Transcript for Ferguson, Phyllis Hardie, [Reminiscences], in Lydia D. Alder, "The First Handcart Company," Improvement Era, July 1909, 721-23

"I was a very delicate girl when I left Edinburgh, whom people thought was going into a decline, but I walked every step of the way from Iowa to Salt Lake, and waded every river, except the Elkhorn and Green, and arrived in sound health.". . .

"When it became quite dark, we reached the top of a high hill, where by Captain McArthur's instructions we left the handcarts, and quietly walked down towards the blazing camp fires.
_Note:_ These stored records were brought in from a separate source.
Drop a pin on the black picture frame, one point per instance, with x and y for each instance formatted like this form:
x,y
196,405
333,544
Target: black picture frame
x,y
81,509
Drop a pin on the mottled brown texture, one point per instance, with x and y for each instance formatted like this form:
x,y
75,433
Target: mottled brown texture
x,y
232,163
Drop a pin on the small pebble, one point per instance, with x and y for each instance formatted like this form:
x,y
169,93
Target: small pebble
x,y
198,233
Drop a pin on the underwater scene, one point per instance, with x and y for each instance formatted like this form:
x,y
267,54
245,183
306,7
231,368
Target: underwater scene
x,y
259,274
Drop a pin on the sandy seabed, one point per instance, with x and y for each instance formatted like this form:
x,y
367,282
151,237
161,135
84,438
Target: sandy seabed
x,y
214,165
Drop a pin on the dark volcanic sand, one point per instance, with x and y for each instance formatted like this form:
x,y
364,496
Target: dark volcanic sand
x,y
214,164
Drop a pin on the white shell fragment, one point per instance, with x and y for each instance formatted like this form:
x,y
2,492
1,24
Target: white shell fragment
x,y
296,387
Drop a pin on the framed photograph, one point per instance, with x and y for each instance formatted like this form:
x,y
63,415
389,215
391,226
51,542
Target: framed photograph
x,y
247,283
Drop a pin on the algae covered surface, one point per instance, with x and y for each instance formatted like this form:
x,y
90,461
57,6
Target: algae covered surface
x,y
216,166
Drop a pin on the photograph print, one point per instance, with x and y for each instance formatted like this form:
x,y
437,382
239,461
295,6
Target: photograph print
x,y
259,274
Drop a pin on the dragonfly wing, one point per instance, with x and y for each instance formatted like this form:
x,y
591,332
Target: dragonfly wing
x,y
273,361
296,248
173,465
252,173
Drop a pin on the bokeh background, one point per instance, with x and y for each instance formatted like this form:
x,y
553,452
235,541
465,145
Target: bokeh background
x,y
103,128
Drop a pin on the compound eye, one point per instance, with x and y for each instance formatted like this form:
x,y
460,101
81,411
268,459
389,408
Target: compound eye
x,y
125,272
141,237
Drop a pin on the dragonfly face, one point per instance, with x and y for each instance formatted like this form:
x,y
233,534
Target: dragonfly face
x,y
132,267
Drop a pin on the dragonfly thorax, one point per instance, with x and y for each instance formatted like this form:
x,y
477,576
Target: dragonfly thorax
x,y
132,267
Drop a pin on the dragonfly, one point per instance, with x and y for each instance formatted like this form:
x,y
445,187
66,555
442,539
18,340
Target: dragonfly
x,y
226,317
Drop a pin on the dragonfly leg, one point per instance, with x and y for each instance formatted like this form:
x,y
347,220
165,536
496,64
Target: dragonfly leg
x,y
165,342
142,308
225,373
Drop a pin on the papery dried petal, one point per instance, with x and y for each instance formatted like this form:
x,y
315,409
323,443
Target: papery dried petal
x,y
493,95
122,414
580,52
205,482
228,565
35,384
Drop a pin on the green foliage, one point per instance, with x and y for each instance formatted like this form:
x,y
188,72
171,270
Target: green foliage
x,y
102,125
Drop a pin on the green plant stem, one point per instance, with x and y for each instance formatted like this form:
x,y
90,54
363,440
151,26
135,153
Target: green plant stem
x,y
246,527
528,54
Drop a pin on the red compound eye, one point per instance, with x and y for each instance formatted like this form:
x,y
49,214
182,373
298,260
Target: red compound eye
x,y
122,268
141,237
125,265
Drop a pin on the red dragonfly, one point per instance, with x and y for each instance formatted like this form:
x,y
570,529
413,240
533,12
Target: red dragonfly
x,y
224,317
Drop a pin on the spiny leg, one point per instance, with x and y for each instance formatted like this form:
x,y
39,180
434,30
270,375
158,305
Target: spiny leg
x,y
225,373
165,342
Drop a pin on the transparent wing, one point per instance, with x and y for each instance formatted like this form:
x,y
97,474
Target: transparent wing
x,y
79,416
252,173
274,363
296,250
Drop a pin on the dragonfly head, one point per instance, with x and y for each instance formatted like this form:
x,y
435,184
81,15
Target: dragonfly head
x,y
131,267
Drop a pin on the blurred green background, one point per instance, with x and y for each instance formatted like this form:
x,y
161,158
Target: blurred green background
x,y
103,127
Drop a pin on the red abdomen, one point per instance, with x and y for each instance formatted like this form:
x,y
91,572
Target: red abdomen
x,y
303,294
Just before we reached the Ellsworth company, we all began to shout, 'Hurrah for the handcarts.!"

"Captain Ellsworth, thinking it was the overland mail coach, in which was Franklin D. Richards, the returning president of the European mission, and others who were expected, hurriedly called out the band to give them glad welcome. Imagine his chagrin when he discovered that his welcome was given to the Scotch handcart company, who had overtaken him! But he was a good man, and has long years ago ended his life's journey. Peace to his ashes! The English people, though just as good and zealous, had not the endurance that we had, and it was difficult for them to be first. This ended our thirty-two miles' walk.

"At this camp ground the Scotch company rested for two weeks, making ready for the home stretch to the valley, thus giving the English a grand start ahead. What an indomitable will had these handcart people! How zealous for their religion!"